138. The cumulative force of these points is illustrated if one imagines a situation where, within a month of his joining the LLP, the relationship between Mr Flanagan and Liontrust had broken down without any fault or misconduct on his part which would have justified Liontrust in expelling or suspending him under clause 20. If Liontrust's construction of clause 18.1.3 and the Side Letter is correct, Liontrust could nevertheless then have served notice of compulsory retirement on Mr Flanagan and immediately placed him on garden leave for the remaining 23 months of his compulsory initial term. Assuming that the Fund was also wound up, and not continued or replaced, Mr Flanagan would then have been locked in for the best part of two years, unable as a matter of contract to work for anybody else, and confined to receipt of his Fixed Allocation of £125,000 per year.

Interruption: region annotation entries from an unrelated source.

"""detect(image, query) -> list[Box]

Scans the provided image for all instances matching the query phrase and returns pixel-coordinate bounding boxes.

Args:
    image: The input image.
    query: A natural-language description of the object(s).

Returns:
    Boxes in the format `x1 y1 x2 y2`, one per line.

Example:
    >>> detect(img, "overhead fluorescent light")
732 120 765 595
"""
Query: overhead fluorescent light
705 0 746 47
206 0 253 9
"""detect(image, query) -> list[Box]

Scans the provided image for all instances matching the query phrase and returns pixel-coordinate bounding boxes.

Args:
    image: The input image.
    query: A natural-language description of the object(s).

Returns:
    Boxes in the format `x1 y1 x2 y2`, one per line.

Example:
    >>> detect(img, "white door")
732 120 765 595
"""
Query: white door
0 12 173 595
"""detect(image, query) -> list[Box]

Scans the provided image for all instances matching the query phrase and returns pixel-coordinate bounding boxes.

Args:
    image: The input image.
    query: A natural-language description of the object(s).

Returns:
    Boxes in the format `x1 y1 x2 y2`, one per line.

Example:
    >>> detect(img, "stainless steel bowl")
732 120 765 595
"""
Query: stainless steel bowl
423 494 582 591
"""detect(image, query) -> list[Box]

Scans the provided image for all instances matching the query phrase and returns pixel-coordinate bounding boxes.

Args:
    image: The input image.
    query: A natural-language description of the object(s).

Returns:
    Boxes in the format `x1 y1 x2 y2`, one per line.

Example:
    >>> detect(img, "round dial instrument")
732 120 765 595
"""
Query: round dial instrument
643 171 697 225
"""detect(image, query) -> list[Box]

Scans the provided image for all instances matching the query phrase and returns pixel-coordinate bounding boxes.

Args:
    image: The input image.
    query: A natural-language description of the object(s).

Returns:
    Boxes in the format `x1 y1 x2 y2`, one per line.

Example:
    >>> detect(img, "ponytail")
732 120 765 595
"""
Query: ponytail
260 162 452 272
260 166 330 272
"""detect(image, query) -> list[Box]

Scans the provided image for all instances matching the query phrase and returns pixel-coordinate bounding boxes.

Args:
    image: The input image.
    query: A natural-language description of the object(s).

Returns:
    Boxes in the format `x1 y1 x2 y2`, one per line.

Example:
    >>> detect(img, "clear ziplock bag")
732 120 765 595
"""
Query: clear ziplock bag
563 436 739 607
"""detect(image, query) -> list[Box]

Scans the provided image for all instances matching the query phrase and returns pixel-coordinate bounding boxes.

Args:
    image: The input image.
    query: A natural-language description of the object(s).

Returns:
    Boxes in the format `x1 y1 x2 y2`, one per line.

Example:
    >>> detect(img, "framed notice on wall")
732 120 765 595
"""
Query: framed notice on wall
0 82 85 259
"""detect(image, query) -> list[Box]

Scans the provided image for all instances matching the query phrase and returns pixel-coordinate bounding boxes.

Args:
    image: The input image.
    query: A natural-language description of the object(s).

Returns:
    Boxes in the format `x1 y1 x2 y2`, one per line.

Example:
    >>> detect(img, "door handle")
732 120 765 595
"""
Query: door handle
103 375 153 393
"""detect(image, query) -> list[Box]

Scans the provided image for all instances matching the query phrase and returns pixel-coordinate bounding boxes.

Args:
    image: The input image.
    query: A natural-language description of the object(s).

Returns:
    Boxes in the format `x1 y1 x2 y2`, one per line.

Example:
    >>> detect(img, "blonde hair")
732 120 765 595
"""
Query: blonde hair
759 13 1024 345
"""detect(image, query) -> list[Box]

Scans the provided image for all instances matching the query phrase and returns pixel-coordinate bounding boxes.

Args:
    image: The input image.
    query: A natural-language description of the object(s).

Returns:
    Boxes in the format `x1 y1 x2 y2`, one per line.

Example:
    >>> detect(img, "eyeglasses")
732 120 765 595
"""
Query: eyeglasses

139. It is no answer to this point, in my judgment, to say that a court would in practice probably be unwilling to enforce some of these provisions by way of injunction. What matters is the position that the parties would objectively have contemplated at the time when Mr Flanagan joined the LLP, having regard to the terms of their agreement and the mutual obligations which they freely undertook. I can see no good answer to the simple point that the concept of a mutually beneficial compulsory initial term of two years would have been denuded of much of its commercial content had it been open to Liontrust to force Mr Flanagan to retire, and then place him on garden leave throughout the remainder of the period, virtually as soon as the agreements had been signed. Conversely, if the requirement of six months' notice is interpreted as meaning that no valid notice may be given under clause 18.1.3 before 24 April 2014, the parties knew where they stood from the outset, and Mr Flanagan had a period of at least 18 months in which to prove himself and attempt to turn round the performance of the Fund."